🚩 Basic usage¶
Welcome to redflag
. It’s still early days for this library, but there are a few things you can do:
Outlier detection
Clipping detection
Imbalance metrics (for labels and any other categorical variables)
Distribution shape
Identical distribution assumption
Independence assumption
Feature importance metrics
import redflag as rf
rf.__version__
'0.5.0'
Load some data¶
import pandas as pd
df = pd.read_csv('https://raw.githubusercontent.com/scienxlab/datasets/main/kgs/panoma-training-data.csv')

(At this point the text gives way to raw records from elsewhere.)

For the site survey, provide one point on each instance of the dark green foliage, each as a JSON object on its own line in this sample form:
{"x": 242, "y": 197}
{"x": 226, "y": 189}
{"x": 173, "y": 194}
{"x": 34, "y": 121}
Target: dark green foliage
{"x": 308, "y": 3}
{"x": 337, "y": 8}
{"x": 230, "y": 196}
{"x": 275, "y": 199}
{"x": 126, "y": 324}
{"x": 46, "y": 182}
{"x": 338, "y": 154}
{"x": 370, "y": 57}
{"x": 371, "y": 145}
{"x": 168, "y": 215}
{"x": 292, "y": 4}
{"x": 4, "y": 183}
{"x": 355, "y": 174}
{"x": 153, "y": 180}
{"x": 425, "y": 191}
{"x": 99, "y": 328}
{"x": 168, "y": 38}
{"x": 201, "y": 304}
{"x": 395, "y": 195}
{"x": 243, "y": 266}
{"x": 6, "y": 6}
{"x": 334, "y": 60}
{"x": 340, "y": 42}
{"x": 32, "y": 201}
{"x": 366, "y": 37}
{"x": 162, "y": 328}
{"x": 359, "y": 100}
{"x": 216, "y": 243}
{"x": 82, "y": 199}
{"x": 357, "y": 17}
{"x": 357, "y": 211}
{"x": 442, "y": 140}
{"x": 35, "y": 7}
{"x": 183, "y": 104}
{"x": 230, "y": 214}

# Look at the transposed summary: each column in the DataFrame is a row here.
df.describe().T
count | mean | std | min | 25% | 50% | 75% | max | |
---|---|---|---|---|---|---|---|---|
Depth | 3966.0 | 882.674555 | 40.150056 | 784.402800 | 858.012000 | 888.339600 | 913.028400 | 963.320400 |
RelPos | 3966.0 | 0.524999 | 0.286375 | 0.010000 | 0.282000 | 0.531000 | 0.773000 | 1.000000 |
Marine | 3966.0 | 1.325013 | 0.589539 | 0.000000 | 1.000000 | 1.000000 | 2.000000 | 2.000000 |
GR | 3966.0 | 64.367899 | 28.414603 | 12.036000 | 45.311250 | 64.840000 | 78.809750 | 200.000000 |
ILD | 3966.0 | 5.240308 | 3.190416 | 0.340408 | 3.169567 | 4.305266 | 6.664234 | 32.136605 |
DeltaPHI | 3966.0 | 3.469088 | 4.922310 | -21.832000 | 1.000000 | 3.292500 | 6.124750 | 18.600000 |
PHIND | 3966.0 | 13.008807 | 6.936391 | 0.550000 | 8.196250 | 11.781500 | 16.050000 | 52.369000 |
PE | 3966.0 | 3.686427 | 0.815113 | 0.200000 | 3.123000 | 3.514500 | 4.241750 | 8.094000 |
Facies | 3966.0 | 4.471004 | 2.406180 | 1.000000 | 2.000000 | 4.000000 | 6.000000 | 9.000000 |
LATITUDE | 3966.0 | 37.632575 | 0.299398 | 37.180732 | 37.356426 | 37.500380 | 37.910583 | 38.063373 |
LONGITUDE | 3966.0 | -101.294895 | 0.230454 | -101.646452 | -101.389189 | -101.325130 | -101.106045 | -100.987305 |
ILD_log10 | 3966.0 | 0.648860 | 0.251542 | -0.468000 | 0.501000 | 0.634000 | 0.823750 | 1.507000 |
RHOB | 3966.0 | 2288.861692 | 218.038459 | 1500.000000 | 2201.007475 | 2342.202051 | 2434.166399 | 2802.871147 |
Categorical or continuous?¶
It’s fairly easy to tell if a column is numeric or not, but harder to decide if it’s continuous or categorical. We can use is_continuous()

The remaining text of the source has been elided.